声明中的 * 表示该变量是指向其他变量/常量的指针。这意味着它可以保存类型变量的地址。例如：char *c;意味着 c 可以保存某个字符的地址，而int *b意味着 b 可以保存某个 int 的地址，引用的类型很重要，因为在指针算术中，pointer + 1实际上是pointer + (1 * sizeof(*pointer)).

The * in expression means "the value stored in the address" so if cis a pointer to some char, then *cis the specific char.

表达式中的 * 表示“存储在地址中的值”，因此如果c是指向某个字符的指针，则*c是特定字符。

char *(*s);meaning that s is a pointer to a pointer to char, so s doesn't hold the address of a char, but the address of variable that hold the address of a char.

char *(*s);这意味着 s 是一个指向 char 的指针的指针，所以 s 不保存一个 char 的地址，而是保存一个 char 地址的变量的地址。
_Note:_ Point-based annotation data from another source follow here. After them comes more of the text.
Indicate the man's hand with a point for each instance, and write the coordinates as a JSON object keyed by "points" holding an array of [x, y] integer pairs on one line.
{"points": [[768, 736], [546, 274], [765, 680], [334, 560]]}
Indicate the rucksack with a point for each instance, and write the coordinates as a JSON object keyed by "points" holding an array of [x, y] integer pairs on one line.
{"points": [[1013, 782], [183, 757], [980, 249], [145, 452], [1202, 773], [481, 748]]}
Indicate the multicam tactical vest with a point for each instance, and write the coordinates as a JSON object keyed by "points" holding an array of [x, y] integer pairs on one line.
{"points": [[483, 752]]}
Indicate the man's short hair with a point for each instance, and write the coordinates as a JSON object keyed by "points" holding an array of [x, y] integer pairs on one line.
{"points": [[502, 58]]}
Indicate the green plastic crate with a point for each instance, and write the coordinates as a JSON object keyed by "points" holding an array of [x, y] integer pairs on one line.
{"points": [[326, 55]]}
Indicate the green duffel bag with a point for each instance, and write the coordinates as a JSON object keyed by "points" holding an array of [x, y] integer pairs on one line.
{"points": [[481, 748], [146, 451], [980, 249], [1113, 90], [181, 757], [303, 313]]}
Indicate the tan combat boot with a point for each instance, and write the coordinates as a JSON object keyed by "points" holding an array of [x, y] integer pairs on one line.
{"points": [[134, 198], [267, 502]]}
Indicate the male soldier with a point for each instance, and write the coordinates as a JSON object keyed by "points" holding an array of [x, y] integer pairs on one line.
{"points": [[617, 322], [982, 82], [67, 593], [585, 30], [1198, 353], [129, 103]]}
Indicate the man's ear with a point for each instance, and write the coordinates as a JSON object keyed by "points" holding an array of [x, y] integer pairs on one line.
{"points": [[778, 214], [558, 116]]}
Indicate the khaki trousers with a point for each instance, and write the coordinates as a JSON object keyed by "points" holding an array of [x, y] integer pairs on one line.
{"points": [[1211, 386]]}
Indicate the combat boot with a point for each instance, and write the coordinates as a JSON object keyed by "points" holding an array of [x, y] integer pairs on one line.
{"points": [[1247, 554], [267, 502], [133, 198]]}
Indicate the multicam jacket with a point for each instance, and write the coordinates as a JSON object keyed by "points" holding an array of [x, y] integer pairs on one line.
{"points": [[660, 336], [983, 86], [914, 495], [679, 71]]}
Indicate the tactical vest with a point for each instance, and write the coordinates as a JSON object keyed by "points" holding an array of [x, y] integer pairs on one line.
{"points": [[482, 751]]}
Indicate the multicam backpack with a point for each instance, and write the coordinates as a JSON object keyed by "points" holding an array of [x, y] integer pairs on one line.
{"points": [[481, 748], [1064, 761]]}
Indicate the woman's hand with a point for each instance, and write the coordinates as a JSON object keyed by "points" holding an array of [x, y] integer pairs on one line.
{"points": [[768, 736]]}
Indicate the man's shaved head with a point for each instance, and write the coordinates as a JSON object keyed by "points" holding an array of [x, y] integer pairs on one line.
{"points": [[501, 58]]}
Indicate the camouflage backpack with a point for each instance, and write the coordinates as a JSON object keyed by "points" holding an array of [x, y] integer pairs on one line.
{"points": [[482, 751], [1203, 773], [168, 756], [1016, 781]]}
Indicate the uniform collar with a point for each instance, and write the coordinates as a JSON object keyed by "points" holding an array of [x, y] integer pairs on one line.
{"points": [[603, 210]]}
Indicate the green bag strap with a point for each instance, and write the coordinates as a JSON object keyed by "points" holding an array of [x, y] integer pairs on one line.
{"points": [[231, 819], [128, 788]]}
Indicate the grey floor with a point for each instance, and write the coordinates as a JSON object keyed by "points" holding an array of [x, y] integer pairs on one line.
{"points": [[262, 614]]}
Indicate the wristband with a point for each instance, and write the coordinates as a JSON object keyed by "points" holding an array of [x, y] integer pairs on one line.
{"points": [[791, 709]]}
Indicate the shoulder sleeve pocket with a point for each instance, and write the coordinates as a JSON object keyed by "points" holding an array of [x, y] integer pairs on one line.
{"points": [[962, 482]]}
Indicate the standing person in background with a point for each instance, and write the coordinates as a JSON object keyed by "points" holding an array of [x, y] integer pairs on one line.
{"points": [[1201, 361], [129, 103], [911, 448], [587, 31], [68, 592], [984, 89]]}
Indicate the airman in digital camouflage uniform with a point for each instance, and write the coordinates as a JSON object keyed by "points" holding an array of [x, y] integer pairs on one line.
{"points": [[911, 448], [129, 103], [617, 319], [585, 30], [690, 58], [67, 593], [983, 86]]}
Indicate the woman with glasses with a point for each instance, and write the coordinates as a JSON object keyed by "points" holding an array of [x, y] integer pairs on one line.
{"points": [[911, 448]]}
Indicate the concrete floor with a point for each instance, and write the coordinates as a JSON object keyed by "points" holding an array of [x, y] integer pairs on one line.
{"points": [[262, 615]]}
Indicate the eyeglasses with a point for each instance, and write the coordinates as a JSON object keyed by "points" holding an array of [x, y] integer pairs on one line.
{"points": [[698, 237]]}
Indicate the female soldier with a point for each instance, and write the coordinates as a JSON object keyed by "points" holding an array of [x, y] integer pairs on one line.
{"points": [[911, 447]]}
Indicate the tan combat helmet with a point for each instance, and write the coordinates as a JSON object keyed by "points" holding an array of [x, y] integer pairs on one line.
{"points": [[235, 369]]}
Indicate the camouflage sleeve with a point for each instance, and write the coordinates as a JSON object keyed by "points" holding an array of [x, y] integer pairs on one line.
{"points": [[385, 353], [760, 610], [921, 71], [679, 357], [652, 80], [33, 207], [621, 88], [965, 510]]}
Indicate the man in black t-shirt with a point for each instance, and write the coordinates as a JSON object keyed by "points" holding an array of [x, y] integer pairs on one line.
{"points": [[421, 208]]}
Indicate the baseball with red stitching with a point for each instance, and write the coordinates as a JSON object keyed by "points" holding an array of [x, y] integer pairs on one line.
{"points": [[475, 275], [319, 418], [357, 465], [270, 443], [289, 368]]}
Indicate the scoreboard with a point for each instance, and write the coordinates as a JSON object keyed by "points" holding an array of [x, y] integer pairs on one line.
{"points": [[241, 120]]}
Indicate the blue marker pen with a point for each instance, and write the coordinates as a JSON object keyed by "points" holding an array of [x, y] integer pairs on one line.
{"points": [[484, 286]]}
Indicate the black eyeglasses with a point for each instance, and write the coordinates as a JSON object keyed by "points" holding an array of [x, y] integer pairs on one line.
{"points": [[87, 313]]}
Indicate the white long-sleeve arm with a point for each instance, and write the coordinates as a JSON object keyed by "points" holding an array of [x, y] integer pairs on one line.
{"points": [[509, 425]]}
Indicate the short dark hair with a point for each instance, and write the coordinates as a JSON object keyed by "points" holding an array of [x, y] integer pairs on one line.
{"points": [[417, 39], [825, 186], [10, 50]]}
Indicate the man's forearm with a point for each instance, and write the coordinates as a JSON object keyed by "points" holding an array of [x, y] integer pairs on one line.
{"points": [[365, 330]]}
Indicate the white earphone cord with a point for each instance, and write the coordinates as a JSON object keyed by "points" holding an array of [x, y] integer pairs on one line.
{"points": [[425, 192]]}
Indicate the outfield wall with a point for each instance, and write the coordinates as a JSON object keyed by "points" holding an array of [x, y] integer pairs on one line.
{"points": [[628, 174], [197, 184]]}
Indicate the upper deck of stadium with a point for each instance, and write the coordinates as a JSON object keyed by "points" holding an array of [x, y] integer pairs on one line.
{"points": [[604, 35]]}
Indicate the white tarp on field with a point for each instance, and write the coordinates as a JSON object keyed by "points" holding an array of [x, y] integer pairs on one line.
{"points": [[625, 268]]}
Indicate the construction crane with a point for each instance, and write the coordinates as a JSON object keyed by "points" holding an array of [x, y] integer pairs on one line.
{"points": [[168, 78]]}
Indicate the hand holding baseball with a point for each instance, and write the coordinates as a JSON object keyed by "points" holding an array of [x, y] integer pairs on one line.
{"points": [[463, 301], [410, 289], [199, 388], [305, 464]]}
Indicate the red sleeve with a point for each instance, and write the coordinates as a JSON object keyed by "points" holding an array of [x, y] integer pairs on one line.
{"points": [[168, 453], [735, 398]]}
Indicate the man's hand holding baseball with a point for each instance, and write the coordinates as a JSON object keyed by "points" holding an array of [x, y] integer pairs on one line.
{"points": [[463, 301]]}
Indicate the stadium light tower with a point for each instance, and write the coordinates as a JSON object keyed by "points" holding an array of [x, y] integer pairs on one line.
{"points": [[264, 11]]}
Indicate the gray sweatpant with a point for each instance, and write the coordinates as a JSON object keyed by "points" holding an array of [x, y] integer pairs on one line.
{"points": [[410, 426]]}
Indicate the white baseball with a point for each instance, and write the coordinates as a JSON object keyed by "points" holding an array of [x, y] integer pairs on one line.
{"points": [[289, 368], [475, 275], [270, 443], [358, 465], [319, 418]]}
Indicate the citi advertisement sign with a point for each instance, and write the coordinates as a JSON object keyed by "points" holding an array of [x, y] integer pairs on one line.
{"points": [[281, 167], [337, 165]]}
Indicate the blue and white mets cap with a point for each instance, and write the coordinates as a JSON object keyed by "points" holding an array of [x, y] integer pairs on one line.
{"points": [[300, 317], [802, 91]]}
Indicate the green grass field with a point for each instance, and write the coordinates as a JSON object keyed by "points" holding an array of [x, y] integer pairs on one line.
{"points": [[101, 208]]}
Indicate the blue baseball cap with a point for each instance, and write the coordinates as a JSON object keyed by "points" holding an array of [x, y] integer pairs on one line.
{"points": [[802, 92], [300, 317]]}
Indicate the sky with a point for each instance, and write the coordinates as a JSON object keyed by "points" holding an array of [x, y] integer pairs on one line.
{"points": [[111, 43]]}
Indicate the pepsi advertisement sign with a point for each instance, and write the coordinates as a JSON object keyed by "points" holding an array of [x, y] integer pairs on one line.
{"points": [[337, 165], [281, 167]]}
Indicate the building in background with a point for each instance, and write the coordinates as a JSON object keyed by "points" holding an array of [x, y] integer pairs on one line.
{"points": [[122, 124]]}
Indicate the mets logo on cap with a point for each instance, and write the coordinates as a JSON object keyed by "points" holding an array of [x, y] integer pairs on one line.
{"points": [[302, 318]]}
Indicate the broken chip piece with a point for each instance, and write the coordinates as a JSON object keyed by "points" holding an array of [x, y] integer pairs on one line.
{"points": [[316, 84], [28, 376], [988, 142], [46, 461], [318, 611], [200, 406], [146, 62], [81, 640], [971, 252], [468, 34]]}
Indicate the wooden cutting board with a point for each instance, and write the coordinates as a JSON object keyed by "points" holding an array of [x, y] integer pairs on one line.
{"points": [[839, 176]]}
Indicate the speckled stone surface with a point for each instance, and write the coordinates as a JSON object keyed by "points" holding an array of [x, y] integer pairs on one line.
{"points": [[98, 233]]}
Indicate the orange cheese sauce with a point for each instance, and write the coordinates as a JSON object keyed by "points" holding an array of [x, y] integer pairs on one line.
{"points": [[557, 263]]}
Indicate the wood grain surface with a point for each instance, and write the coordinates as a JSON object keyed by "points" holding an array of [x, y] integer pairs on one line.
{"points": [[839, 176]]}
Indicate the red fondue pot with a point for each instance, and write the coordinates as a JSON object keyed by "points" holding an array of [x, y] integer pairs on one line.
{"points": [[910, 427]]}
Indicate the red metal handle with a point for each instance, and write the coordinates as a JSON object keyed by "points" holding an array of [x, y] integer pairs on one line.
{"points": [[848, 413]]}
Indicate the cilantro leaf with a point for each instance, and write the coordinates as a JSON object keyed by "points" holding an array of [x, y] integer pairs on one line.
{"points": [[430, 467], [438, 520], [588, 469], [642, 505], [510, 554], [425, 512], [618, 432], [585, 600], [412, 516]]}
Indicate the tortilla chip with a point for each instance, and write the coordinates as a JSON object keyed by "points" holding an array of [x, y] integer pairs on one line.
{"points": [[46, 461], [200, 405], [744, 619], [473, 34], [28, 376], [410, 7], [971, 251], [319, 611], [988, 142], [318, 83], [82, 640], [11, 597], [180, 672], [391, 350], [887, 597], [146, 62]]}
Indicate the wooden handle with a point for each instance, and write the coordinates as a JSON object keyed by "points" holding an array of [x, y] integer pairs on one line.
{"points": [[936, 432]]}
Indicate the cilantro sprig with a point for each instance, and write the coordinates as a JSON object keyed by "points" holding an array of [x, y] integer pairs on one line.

here is a bit of information

这是一些信息

         variable    pointer
declaring     &a           p

reading/      a            *p

processing

Declaring &ameans it points to *i. After all it is a pointer to *int. An integer is to point *i. But if consider j = *kis the pointer to the pointer this, means &kwill be the value of kand kwill have pointer to *int.

声明 &a意味着它指向*i. 毕竟它是一个指向*int. 一个整数指向*i。但是如果考虑j = *k是指向 this 的指针，则意味着&k将是 的值k并且k将有指向 的指针*int。